Damn that low taxes theology is irresistible.

Republicans and white voters

For a couple weeks now, I’ve been reading lots of interesting blog posts about how Republicans have basically decided… screw trying to win over minority voters, we’ve just going to double down on the white people.  Really, among many Republican pundits, this is their new strategy.

The best of the pieces by far is from Nate Cohn.  He did great work back during the election on demographics and voting, but I haven’t linked to him much since (presumably in large part since TNR’s re-design has buried most of their content– boy could they learn from the Atlantic).   Anyway, Cohn has a great look at the incredibly shaky assumptions underlying this strategy.  Putting this in the context of immigration reform, Cohn writes:

But the GOP will have to compensate with gains elsewhere if it forfeits marginal but meaningful opportunities among Hispanics. Demographic changes are turning the Bush coalition—which combined white conservatives with a few targeted inroads among sympathetic groups—into a coffin. Every four years, the non-white share of eligible voters increases by 2 points, requiring Republicans to do a little better to compensate for demographic change. Plugging the 2004 results into 2016 demographics, for instance, would yield a Democratic victory. And to counter demographic changes by 2016, the GOP will need broader appeal than it’s had since 1984—a high burden. And that burden becomes even greater, even if only marginally, without inroads among Hispanics…

But Trende’s case is so appealing to conservatives because it implies that Republicans don’t need to make any compromises whatsoever to make additional gains among white voters.1 There is indeed room for the GOP to improve among white voters, but there’s no reason to think it won’t be painful, too. If Republicans don’t want to compromise on immigration reform, they will probably need to do something else to make up ground. It could be moderating on social issues or economics—or a little bit of both. Either way, the GOP will have to pick its poison.

Now, here’s the part I find most interesting and ties nicely into another recent post:

The case for GOP optimism rests on the hope that the party’s steady gains among white voters will continue. The national trend among white voters does look good for the GOP…

But the GOP’s gains among white voters aren’t national. They’re almost exclusively among southern and Appalachian voters. [emphasis mine] Outside of the South, there’s no clear trend. And Democrats might have even made gains among whites outside of the South, both absolutely and with respect to the national popular vote…

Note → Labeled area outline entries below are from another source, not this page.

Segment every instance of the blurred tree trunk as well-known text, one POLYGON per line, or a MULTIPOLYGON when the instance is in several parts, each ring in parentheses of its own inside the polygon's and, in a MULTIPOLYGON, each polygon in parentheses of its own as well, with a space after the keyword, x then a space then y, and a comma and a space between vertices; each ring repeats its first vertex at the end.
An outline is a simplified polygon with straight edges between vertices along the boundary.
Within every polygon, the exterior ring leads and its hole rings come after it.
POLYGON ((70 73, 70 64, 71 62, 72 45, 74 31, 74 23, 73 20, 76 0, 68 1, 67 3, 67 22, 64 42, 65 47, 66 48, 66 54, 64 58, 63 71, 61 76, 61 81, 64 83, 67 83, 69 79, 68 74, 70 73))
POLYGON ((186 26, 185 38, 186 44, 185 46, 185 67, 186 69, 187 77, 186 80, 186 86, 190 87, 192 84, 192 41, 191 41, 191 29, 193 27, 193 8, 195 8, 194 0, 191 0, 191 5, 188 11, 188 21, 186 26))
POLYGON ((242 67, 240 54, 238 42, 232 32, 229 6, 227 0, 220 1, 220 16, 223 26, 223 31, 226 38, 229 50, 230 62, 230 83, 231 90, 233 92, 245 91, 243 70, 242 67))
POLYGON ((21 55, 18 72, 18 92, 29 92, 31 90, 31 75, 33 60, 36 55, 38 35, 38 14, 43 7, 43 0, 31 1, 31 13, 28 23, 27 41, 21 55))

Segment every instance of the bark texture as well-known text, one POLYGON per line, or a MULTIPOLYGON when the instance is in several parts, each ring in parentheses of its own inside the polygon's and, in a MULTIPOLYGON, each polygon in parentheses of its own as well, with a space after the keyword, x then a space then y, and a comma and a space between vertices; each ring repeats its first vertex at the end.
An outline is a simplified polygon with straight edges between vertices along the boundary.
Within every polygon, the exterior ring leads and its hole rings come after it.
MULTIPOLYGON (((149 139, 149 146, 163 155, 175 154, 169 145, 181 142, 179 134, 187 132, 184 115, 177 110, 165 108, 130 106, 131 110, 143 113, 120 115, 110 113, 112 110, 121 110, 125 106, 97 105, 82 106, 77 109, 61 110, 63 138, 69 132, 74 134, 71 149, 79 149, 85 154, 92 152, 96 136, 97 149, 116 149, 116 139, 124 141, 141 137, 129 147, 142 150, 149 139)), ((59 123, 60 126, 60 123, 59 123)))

If these trends among white voters continue, it is not news good for Republicans. On balance, it would cement the Democratic edge in the Electoral College. Yes, there might be additional Republican gains in eastern Ohio, western Pennsylvania, or northern and central Florida, but these regions aren’t populous enough to decisively offset Democratic gains elsewhere in those states. In contrast, the GOP is losing more ground in New Hampshire, Iowa, Colorado, Virginia, North Carolina, Wisconsin, or even Ohio, where Democrats have made gains around Columbus and in the northwestern third of the state…

Yet conservatives take solace in the possibility that they could win with gains through whites, presumably on the assumption that the changes needed for gains among non-southern white voters will be less painful than embracing immigration reform. To the extent that this assumption is informed by the view that the GOP is making broad, steady gains among white voters, it is wrong. The GOP has a tough road ahead.

If current trends continue, the GOP can have 100% of Southern whites (or at least those outside of dynamic, educated places like Raleigh, NC and Austin, TX), but that does not win them national elections.  Of course, the fact that white voters in the South are seemingly increasingly divergent from white voters in the rest of the country is an interesting story in itself that definitely bears further investigation.